Le Procureur Général près la Cour observe toutefois que les motifs du contrôle d'identité exposés dans le procès-verbal de saisine du 21décembre 2022 sont trop vagues pour permettre de vérifier le respect des conditions imposées par l'article 78-2 du code de procédure pénale.
De fait, si l'analyse de la situation permet de présumer que le service de police est intervenu pour prévenir une atteinte à l'ordre public, force est de constater que le procès-verbal de saisine susvisé ne mentionne pas expressément dans lequel des cas visés par l'article 78-2 du code de procédure pénale le contrôle d'identité a été opéré ni ne caractérise spécifiquement, au vu du cas d'espèce, en quoi il existait un risque pour l'ordre public, notamment d'atteinte à la sécurité des personnes et des biens, contestée par l'intéressé.
Force est de constater en conséquence que le contrôle d'identité ne présente effectivement pas les exigences légales nécessaires au contrôle du respect de sa régularité au regard des exigences de l'article 78-2 du CPP, et que cette irrégularité entâche la régularité de la procédure de rétention administrative.
Il convient en conséquence d'infirmer la décision entreprise et d'ordonner la libération de M. [T] [D] [Z].

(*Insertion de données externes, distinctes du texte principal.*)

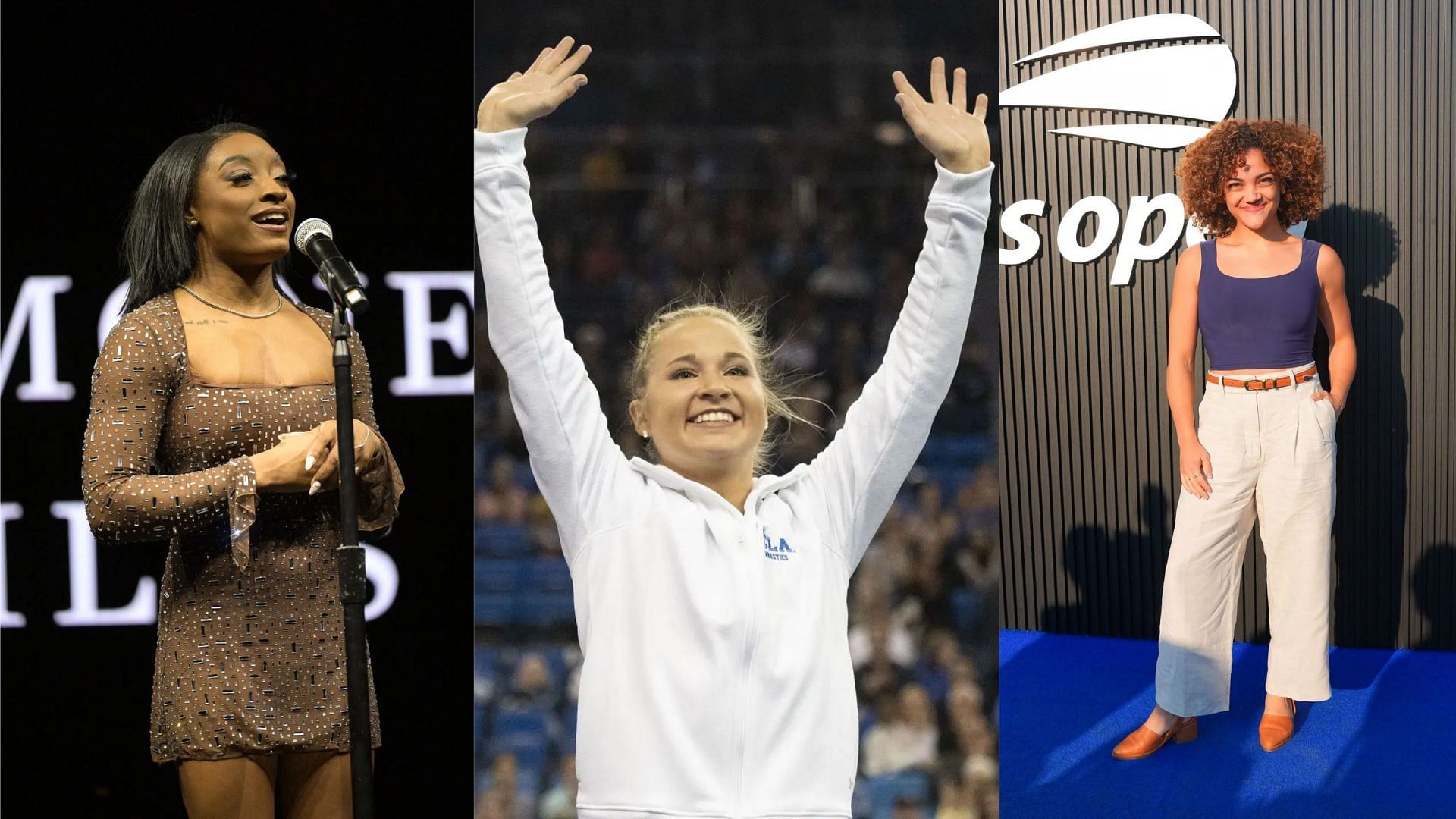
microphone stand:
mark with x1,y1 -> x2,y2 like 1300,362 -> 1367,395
329,300 -> 374,819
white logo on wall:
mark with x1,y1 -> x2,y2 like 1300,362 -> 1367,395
999,14 -> 1304,284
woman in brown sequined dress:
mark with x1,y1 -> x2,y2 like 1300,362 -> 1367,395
83,124 -> 403,817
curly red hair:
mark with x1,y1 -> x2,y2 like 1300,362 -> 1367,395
1176,120 -> 1325,236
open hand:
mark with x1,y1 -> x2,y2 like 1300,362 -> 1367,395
1178,443 -> 1213,500
475,36 -> 592,133
891,57 -> 992,174
1309,389 -> 1345,419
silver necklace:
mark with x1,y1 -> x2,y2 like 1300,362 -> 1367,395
177,284 -> 282,319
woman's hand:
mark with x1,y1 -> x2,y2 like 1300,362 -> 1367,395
1309,389 -> 1345,419
891,57 -> 992,174
303,419 -> 384,495
475,36 -> 592,133
249,434 -> 317,493
1178,440 -> 1213,500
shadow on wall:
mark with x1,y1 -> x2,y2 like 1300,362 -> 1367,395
1310,204 -> 1410,648
1410,544 -> 1456,651
1038,484 -> 1172,640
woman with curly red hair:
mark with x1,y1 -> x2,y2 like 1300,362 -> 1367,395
1112,120 -> 1356,759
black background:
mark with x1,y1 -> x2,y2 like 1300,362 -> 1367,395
0,3 -> 473,816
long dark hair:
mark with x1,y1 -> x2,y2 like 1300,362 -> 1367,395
121,122 -> 288,313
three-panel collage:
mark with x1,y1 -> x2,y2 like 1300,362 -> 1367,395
0,0 -> 1456,819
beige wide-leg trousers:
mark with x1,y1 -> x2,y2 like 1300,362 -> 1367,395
1156,364 -> 1337,717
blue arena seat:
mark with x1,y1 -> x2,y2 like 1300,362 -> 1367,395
516,592 -> 576,626
522,557 -> 571,592
475,520 -> 535,558
475,595 -> 516,625
491,710 -> 554,778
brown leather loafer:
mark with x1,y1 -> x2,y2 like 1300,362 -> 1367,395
1112,717 -> 1198,759
1260,697 -> 1294,751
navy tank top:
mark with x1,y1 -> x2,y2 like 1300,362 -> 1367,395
1198,239 -> 1320,370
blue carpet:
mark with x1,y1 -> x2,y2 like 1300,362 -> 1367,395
1000,631 -> 1456,819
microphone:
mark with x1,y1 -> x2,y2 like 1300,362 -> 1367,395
293,218 -> 369,315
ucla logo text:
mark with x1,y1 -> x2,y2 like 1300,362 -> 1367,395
763,526 -> 793,560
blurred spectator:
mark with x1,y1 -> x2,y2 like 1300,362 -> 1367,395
475,754 -> 532,819
475,455 -> 530,523
500,653 -> 556,711
540,754 -> 576,819
861,683 -> 940,777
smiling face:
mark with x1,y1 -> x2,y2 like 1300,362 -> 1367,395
1223,147 -> 1284,233
187,133 -> 294,268
630,316 -> 769,479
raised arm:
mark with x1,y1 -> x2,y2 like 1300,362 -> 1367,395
1166,245 -> 1213,500
82,315 -> 258,560
475,38 -> 628,563
808,57 -> 993,571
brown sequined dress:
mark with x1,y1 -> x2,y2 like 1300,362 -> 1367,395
83,294 -> 403,762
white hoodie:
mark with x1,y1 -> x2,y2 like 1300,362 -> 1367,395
475,128 -> 992,819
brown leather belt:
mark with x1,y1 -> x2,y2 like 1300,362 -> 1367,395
1209,367 -> 1320,392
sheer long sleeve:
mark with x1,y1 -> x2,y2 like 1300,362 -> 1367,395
350,325 -> 405,532
82,315 -> 258,561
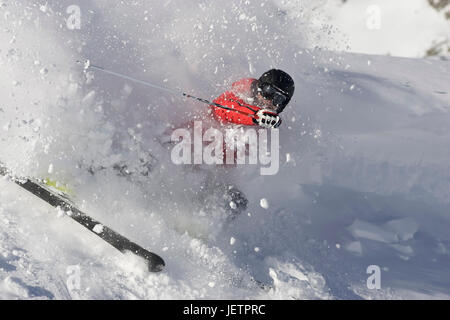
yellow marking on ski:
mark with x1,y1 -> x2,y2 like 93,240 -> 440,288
44,178 -> 72,195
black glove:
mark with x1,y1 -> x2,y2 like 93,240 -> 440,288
253,109 -> 281,129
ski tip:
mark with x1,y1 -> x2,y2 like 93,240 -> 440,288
148,257 -> 166,272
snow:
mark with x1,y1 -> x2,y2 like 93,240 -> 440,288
0,0 -> 450,299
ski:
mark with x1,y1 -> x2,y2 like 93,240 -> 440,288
0,162 -> 165,272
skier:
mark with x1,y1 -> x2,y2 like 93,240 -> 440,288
211,69 -> 295,128
201,69 -> 295,220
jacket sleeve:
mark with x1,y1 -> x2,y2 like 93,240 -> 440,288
212,91 -> 259,126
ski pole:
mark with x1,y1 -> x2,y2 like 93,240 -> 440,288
77,60 -> 254,118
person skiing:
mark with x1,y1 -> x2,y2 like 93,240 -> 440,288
200,69 -> 295,221
211,69 -> 295,128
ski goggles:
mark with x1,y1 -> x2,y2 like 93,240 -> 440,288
258,83 -> 289,113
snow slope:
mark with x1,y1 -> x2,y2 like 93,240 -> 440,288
0,0 -> 450,299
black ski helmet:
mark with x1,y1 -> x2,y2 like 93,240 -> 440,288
257,69 -> 295,113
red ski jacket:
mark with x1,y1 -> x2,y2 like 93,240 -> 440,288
211,78 -> 261,126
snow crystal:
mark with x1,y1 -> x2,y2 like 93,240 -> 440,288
385,218 -> 419,241
259,198 -> 269,209
345,241 -> 362,254
348,219 -> 398,243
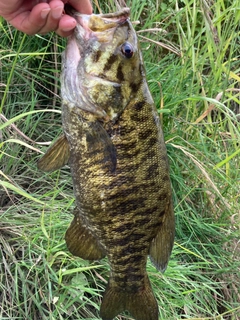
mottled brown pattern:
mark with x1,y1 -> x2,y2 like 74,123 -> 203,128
59,9 -> 174,320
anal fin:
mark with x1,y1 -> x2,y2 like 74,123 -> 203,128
149,200 -> 175,272
65,208 -> 106,260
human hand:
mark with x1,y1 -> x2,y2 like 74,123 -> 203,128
0,0 -> 92,37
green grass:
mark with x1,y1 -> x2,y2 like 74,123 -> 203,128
0,0 -> 240,320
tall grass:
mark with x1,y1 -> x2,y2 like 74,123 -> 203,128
0,0 -> 240,320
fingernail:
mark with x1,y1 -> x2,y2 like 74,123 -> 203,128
52,6 -> 63,20
62,19 -> 77,32
41,8 -> 51,19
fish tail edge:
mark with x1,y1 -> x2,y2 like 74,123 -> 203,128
100,275 -> 158,320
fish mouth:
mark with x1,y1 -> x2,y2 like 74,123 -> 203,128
64,4 -> 130,42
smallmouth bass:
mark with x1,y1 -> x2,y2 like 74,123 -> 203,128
38,8 -> 175,320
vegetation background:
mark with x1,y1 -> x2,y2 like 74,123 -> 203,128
0,0 -> 240,320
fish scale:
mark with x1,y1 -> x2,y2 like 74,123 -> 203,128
38,8 -> 175,320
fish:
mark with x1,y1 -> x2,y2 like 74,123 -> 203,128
38,7 -> 175,320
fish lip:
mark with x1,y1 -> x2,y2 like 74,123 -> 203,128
65,5 -> 130,38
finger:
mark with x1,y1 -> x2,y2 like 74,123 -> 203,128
68,0 -> 92,14
38,0 -> 64,34
56,14 -> 77,37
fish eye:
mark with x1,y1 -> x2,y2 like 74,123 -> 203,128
121,42 -> 133,59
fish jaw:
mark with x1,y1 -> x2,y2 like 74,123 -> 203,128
61,8 -> 142,121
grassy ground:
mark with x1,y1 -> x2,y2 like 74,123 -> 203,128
0,0 -> 240,320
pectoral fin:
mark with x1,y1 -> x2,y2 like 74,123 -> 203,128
37,135 -> 70,172
149,200 -> 175,272
65,208 -> 106,260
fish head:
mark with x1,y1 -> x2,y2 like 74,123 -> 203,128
62,8 -> 144,120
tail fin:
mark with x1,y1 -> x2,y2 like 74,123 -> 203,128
100,275 -> 158,320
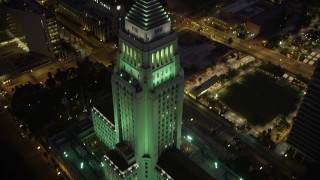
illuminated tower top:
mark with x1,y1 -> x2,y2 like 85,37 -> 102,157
125,0 -> 171,42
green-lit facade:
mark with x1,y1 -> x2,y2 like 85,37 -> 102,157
96,0 -> 184,179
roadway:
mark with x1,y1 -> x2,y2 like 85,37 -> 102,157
183,96 -> 301,177
171,13 -> 315,80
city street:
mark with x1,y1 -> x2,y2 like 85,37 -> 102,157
0,108 -> 59,180
171,13 -> 315,79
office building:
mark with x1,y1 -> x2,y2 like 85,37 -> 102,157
0,0 -> 61,57
92,0 -> 211,179
56,0 -> 124,42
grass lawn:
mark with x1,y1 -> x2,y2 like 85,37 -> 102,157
219,72 -> 302,125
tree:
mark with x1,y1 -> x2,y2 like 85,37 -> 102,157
45,77 -> 56,88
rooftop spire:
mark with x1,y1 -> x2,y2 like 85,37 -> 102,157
126,0 -> 170,31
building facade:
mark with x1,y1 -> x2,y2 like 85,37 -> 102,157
0,0 -> 61,57
91,0 -> 184,179
56,0 -> 124,42
287,63 -> 320,162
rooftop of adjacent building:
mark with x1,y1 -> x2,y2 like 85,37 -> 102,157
126,0 -> 170,31
0,0 -> 55,18
48,119 -> 104,179
221,0 -> 260,13
106,142 -> 136,171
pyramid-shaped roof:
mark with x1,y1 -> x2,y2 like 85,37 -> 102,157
126,0 -> 170,31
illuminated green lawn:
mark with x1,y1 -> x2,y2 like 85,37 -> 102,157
219,72 -> 302,125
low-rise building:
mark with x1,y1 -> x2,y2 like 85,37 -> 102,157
0,0 -> 61,57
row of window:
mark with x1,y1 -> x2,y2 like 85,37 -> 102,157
151,44 -> 174,69
121,43 -> 141,68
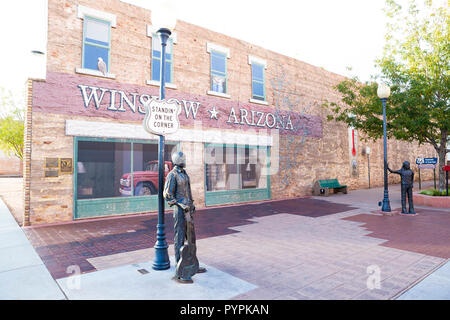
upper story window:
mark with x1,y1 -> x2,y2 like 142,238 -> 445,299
83,16 -> 111,73
75,5 -> 116,78
248,56 -> 267,104
206,43 -> 230,98
147,25 -> 177,89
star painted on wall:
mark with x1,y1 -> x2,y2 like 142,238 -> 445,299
208,106 -> 219,120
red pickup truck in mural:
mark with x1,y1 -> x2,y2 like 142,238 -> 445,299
119,161 -> 172,196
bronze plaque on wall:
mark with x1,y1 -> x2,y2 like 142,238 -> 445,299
59,158 -> 73,173
45,158 -> 58,168
45,169 -> 59,178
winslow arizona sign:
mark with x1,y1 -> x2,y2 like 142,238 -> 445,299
33,72 -> 322,138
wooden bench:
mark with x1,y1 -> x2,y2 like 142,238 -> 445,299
314,179 -> 347,197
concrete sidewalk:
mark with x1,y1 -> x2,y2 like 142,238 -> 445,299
0,198 -> 66,300
397,261 -> 450,300
0,180 -> 450,300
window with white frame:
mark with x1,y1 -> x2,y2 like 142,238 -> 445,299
248,56 -> 267,103
206,43 -> 230,97
83,16 -> 111,72
75,5 -> 116,78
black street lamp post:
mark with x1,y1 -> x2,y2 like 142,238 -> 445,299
152,28 -> 171,270
377,83 -> 391,212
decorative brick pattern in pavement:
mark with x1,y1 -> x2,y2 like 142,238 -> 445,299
24,198 -> 354,279
347,208 -> 450,259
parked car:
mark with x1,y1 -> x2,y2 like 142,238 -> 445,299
119,161 -> 173,196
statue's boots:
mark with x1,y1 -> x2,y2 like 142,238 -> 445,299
197,267 -> 206,273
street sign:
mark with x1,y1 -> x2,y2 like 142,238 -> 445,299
143,99 -> 181,136
416,158 -> 437,164
417,164 -> 436,169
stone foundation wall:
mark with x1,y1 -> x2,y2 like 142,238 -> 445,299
24,0 -> 436,225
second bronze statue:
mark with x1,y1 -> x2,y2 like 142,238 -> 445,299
387,161 -> 416,214
163,151 -> 206,283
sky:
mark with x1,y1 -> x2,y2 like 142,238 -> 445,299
0,0 -> 408,107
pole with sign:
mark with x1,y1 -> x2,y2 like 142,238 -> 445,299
143,28 -> 181,270
442,166 -> 450,197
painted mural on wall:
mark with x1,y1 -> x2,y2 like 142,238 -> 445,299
33,72 -> 322,138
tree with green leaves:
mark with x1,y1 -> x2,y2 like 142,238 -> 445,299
0,88 -> 24,160
323,0 -> 450,190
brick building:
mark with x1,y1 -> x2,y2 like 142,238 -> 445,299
24,0 -> 435,225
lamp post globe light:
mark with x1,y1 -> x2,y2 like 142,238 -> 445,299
151,3 -> 176,270
377,83 -> 391,212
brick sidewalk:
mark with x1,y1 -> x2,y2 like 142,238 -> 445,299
19,190 -> 450,299
24,198 -> 354,279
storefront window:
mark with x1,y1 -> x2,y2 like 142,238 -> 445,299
130,143 -> 176,196
77,141 -> 131,199
205,145 -> 267,191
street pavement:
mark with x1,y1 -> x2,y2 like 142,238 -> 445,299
0,179 -> 450,300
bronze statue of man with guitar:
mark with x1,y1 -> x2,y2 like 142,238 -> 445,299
163,151 -> 206,283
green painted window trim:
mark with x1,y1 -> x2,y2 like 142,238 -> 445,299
81,15 -> 111,72
203,143 -> 272,206
209,50 -> 228,93
250,62 -> 266,101
150,33 -> 175,83
72,137 -> 180,220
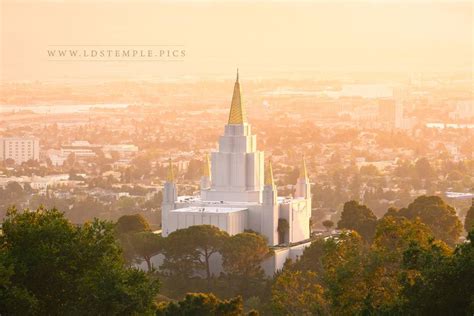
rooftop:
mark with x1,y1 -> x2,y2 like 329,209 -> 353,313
171,206 -> 247,214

- sur les frais irrépétibles :
Au regard de l'équité, et par application des articles 37 et 75 de la loi du 10 juillet 1991 sur l'aide juridictionnelle, il n'y a pas lieu de condamner le préfet d'Ille et Vilaine au paiement de frais irrépétibles au conseil de M. [Z] .
PAR CES MOTIFS
Statuant publiquement,
Déclarons l'appel recevable,
Infirmons l'ordonnance du juge des libertés et de la détention du tribunal judiciaire de Rennes en date du 24 décembre 2022 ayant ordonné la prolongation de la rétention de M. [T] [D] [Z] dans les locaux ne relevant pas de l'administration pénitentiaire pour une durée maximale de vingt-huit jours, à compter du 24 décembre 2022 à 12 heures05,
Statuant à nouveau,
Constatons la nullité du contrôle d'identité,
Ordonnons la remise en liberté de M. [T] [D] [Z],
Lui rappelons son obligation de quitter le territoire national sous peine de s'exposer aux sanctions prévues par les articles L824-3 et suivants du Ceseda,
Rejetons la demande formée par le conseil de l'étranger au titre des frais irrépétibles,
Laissons les dépens à la charge du Trésor Public.
Fait à Rennes, le 28 Décembre 2022 à 12 heures 00
LE GREFFIER, PAR DÉLÉGATION, LE CONSEILLER,
Notification de la présente ordonnance a été faite ce jour à [T] [D] [Z], à son avocat et au préfet
Le Greffier,
Cette ordonnance est susceptible d'un pourvoi en cassation dans les deux mois suivant la présente notification et dans les conditions fixées par les articles 973 et suivants du code de procédure civile.
Communication de la présente ordonnance a été faite ce même jour au procureur général.